Model returns invalid JSON
The parser can extract JSON from common model response formats, but small models may still produce invalid JSON.
Use:
- the deterministic fallback generator
- “Generate DSL only” tab
- “Validate DSL” tab
- simpler prompts
- fewer agents
Hugging Face Space Notes
For a Gradio Space, keep these files at the repository root:
app.py
callbacks.py
requirements.txt
The Space should install dependencies from requirements.txt.
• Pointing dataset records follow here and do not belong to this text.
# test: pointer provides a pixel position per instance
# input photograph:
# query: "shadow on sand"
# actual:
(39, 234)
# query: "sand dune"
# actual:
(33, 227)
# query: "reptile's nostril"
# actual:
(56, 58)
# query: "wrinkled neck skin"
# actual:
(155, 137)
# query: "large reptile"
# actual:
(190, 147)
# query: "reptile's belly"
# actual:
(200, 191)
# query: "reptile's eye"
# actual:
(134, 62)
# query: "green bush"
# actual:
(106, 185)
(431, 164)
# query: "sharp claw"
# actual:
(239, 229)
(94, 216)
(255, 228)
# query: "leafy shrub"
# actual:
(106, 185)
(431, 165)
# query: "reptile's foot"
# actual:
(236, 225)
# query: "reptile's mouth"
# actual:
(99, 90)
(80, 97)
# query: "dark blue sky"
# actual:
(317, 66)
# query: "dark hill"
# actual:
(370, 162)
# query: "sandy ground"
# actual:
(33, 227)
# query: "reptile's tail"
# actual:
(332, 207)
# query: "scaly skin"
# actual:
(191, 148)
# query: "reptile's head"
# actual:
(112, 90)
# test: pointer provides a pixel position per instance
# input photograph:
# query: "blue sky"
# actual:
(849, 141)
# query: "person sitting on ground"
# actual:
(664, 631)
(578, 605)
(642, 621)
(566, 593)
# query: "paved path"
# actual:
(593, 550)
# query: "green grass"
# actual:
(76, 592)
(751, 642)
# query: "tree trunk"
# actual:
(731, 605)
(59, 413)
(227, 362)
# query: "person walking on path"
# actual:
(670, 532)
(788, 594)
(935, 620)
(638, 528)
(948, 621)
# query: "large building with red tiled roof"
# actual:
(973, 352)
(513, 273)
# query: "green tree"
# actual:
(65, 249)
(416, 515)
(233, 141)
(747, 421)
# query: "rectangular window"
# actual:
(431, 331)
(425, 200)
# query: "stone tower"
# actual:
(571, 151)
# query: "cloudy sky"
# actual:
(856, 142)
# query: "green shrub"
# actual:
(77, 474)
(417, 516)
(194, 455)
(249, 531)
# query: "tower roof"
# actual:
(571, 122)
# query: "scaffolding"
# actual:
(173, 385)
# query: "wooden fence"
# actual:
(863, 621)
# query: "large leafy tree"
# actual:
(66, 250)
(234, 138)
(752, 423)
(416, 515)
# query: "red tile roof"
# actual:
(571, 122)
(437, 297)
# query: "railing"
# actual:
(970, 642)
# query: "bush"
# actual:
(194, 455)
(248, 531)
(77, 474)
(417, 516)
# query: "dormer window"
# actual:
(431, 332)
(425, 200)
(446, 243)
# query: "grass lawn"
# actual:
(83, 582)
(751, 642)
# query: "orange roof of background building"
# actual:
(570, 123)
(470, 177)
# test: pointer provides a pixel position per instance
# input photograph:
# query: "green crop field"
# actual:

Recommended Space hardware for the deterministic version is CPU basic. If you use a larger model locally inside the Space, choose hardware appropriate for that model.
Development Tips
Run formatting and lint checks if you install dev tools:
ruff check .
Run type checks if your environment is ready:
mypy .
Run a quick no-UI smoke test before pushing:
python main.py --example research --steps 5 --no-animation --no-charts --no-final-image --no-narrative
Then run the app:
python app.py
Hackathon Demo Script
A good demo flow:
Open the app.
Enter a world prompt, for example:
A startup economy where founders, investors, customers, and competitors bid for attention, adopt strategies, collaborate, forecast demand, and rebalance resources.Run simulation for 40 to 60 steps.
Show the generated DSL.
Show the animation.
Show population and resource charts.
Show metrics JSON.
Read the narrative summary.
Explain that the model generated only JSON, while the deterministic Python engine executed the simulation.
Current Limitations
WorldSmithAI is designed as a hackathon-grade but production-oriented framework. Some areas are intentionally extensible:
- event execution is generic and can be expanded
- richer scheduler activation modes can be added
- metric registry integration can be expanded
- behavior parameter schemas can be tightened
- model-specific generation adapters can be added
- graph/network visualization can be added
- multi-run comparison can be added
- unit tests should be expanded as the codebase stabilizes
Acknowledgments
Built for the Hugging Face Build Small Hackathon.
WorldSmithAI explores how small language models can generate compact, validated world DSLs while deterministic Python systems execute and visualize the resulting simulations.